JUNE 2002 IN
RICK ASTER’S WORLD

New Optical Disk Formats

Even as DVD is catching on as the primary format for movies and CD as the new standard for computer backups, hardware manufacturers are making plans for a newer, more efficient optical disk. A wide range of disk formats are being considered.

Some manufacturers say they are trying to make a better DVD. Their prototype “second-generation DVD” formats are the exact same size as a DVD or CD, but have a higher capacity, generally between 20 and 30 gigabytes, compared to about 7 gigabytes on a typical DVD.

Others are more interested in making a smaller CD. A disk 2.5 or 3 centimeters across — about the size of a U.S. quarter — could hold the same amount of data as a CD, or slightly more, while weighing only about a gram.

Probably only one or two of the new disk formats will catch on with the general public, so engineers are competing with each other to show that their companies’ disk formats are the best designs.

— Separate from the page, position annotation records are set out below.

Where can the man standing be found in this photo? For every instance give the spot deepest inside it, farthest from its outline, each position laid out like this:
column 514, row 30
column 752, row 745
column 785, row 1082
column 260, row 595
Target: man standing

The disk prototypes have several things in common. They use blue lasers, which have a shorter wavelength than the red and infrared lasers used for current optical disks. It is the shorter wavelength that allows the increased data density. All the proposed disk standards will be made in three types, like CDs: injection-molded mass-produced disks for published material, and recordable and rewritable disk types based on dyes. The disks will be, at least in principle, as easy to manufacture as CDs and DVDs. And they are, engineers and analysts say, about two years away from the initial wave of product introductions.